The researchers also measured how ceramide affected metabolism, and found that the molecules trigger pathways that promote fat storage, but also impair cells’ ability to use glucose as fuel. The experiments implicated activation of the Akt/PKB pathway, which inhibits cells’ ability to synthesize and take up sugars from the bloodstream. The results also indicated that ceramides slow fatty acid turnover, partly by causing liver cells to increase fatty acid storage, and triggering adipose tissue to burn less fat. Promoting fat storage then increases the production of ceramides, which play an additional role in stiffening the cell membrane.
Combining all these functions points to an overall model in which, when food is plentiful and cells store fat, the increase in ceramide levels strengthens the cells’ outer membrane to prevent rupture. “Serving in this role is usually good but it can potentially be bad,” explained Trevor Tippetts, a graduate student in the Summers lab and co-lead author. Tippetts suggests that problems arise during obesity, when there are persistently high levels of ceramides. Summers’ team speculates that sustained impairment of metabolic homeostasis then leads to insulin resistance and fatty liver disease.
The results hint at ceramide’s normal role. “We think that ceramides evolved to become a nutritional sensor,” said University of Utah Health research assistant professor Bhagirath Chaurasia, PhD, who suggested that ceramides serve as a signal that aids the body’s coping mechanisms when the amount of fat being taken into cells is more than energetic needs, and exceeds storage capacity.
“We surmise that ceramides serve as gauges of free fatty acid (FFA) excess when the energetic needs of the tissue have been met and the storage capacity (i.e., triglyceride synthesis, pathway) is saturated,” the researchers suggested. “When this occurs, the excess fatty acids spillover into the sphingolipid synthesis pathway, producing ceramides and other sphingolipids that initiate cellular responses that prevent aberrant membrane dissolution by detergent-like FFAs.”

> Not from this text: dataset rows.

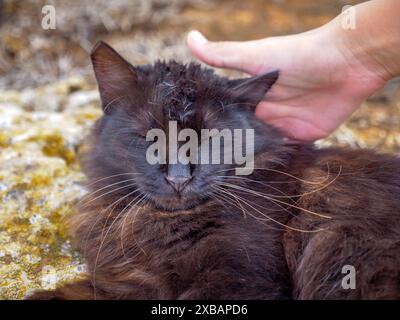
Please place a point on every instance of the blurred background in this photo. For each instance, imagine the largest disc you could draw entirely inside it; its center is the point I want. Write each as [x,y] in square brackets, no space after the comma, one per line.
[48,102]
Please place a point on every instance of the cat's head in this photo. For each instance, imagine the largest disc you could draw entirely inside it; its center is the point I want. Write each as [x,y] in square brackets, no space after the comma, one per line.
[138,99]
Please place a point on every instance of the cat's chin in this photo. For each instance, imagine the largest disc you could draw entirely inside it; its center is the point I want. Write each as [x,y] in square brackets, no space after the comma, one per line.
[176,204]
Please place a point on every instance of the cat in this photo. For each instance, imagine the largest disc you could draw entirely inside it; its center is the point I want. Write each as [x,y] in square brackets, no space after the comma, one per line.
[286,231]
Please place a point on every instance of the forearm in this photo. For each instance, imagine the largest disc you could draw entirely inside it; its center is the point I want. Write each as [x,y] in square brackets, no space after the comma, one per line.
[375,40]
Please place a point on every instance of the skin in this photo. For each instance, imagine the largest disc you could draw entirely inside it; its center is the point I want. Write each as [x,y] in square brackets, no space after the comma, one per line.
[325,73]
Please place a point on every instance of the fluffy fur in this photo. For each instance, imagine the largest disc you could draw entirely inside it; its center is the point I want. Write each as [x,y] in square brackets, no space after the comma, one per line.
[283,232]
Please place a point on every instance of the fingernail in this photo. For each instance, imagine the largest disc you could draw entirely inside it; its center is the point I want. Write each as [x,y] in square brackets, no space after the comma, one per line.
[197,37]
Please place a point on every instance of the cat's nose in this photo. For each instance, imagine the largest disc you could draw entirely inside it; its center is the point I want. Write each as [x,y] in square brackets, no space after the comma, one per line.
[178,176]
[178,183]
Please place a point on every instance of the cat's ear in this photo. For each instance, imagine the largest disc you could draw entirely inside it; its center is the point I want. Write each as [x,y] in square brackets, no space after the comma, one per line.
[115,76]
[252,90]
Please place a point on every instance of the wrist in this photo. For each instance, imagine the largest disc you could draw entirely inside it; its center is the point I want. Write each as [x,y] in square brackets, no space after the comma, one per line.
[373,44]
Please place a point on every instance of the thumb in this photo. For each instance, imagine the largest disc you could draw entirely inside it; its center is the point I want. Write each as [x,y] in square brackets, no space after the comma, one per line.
[228,54]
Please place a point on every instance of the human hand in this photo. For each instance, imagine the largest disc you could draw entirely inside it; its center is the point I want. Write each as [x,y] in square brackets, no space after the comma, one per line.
[323,78]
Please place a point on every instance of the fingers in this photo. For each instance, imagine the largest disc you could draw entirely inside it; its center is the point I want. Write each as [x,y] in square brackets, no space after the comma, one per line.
[234,55]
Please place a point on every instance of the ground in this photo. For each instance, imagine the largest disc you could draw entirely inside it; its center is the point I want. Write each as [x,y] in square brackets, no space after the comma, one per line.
[48,102]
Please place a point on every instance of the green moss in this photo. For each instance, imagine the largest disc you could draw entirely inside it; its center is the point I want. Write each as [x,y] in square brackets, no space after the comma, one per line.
[55,146]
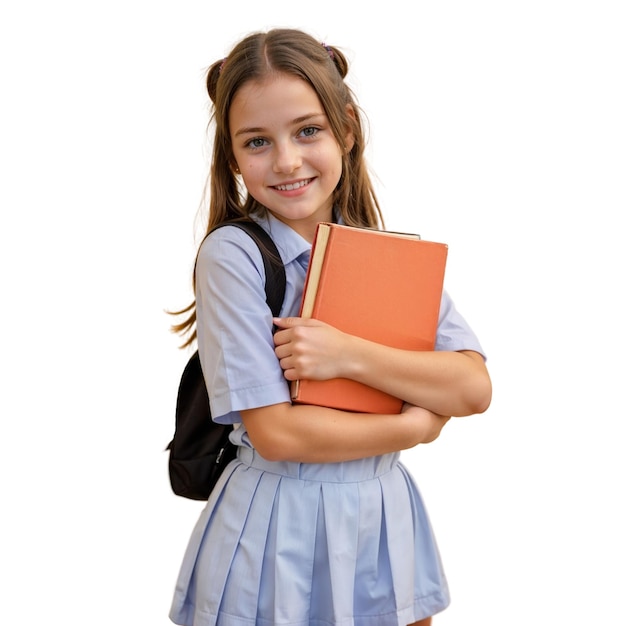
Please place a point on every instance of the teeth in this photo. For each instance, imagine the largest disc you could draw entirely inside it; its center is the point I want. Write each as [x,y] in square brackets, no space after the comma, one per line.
[290,187]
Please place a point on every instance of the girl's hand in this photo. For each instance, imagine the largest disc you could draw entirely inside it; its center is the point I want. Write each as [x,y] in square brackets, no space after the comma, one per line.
[310,349]
[430,423]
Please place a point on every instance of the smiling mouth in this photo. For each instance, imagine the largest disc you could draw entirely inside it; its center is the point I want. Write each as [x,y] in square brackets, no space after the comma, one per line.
[292,186]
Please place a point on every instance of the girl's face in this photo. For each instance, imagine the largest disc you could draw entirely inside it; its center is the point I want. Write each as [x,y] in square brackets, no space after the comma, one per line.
[285,150]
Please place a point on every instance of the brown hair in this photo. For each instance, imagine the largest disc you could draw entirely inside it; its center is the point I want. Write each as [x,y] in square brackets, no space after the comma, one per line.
[323,67]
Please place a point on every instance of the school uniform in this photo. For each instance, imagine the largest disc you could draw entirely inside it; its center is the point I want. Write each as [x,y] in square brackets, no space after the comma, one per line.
[283,543]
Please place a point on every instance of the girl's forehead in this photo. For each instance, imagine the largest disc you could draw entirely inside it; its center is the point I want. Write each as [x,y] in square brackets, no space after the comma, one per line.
[274,95]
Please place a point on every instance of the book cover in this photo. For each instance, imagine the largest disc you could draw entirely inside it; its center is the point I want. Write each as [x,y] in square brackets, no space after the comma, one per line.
[383,286]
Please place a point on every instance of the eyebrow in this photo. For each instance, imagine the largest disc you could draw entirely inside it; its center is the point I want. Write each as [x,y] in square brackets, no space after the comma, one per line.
[297,120]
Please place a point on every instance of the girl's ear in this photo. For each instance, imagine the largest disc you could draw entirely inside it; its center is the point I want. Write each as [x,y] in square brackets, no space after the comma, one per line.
[349,138]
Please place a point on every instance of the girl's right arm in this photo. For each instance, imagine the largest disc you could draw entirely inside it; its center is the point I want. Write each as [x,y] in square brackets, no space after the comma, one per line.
[311,434]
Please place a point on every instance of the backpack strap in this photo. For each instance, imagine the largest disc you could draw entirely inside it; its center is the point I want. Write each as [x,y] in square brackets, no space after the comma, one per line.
[275,279]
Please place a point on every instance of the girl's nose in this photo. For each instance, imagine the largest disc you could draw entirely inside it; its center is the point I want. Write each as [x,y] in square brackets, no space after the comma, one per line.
[287,159]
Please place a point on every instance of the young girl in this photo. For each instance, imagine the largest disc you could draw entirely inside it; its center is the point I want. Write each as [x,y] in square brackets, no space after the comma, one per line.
[316,521]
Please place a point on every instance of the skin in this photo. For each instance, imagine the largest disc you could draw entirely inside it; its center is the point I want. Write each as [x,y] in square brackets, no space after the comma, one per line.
[291,162]
[282,139]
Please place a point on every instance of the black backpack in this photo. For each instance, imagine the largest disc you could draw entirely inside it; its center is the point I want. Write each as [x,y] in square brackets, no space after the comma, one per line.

The potential benefits of lowering ceramides in humans isn’t yet known, but with evidence linking ceramides to metabolic disease, some clinics are carrying out ceramide screening tests as an indicator of cardiovascular disease risk. Summers and Kelley are developing drug inhibitors of DES1 as potential therapeutics.
“Collectively, our findings presented here indicate that ceramides contribute to metabolic disease, and may present an opportunity for clinical intervention,” the investigators stated. “These studies suggest that inhibition of DES1 may provide a means of treating hepatic steatosis and metabolic disorders.” And, as Kelley noted, “This project provides substantial validation that this is a discrete and highly effective point of intervention.”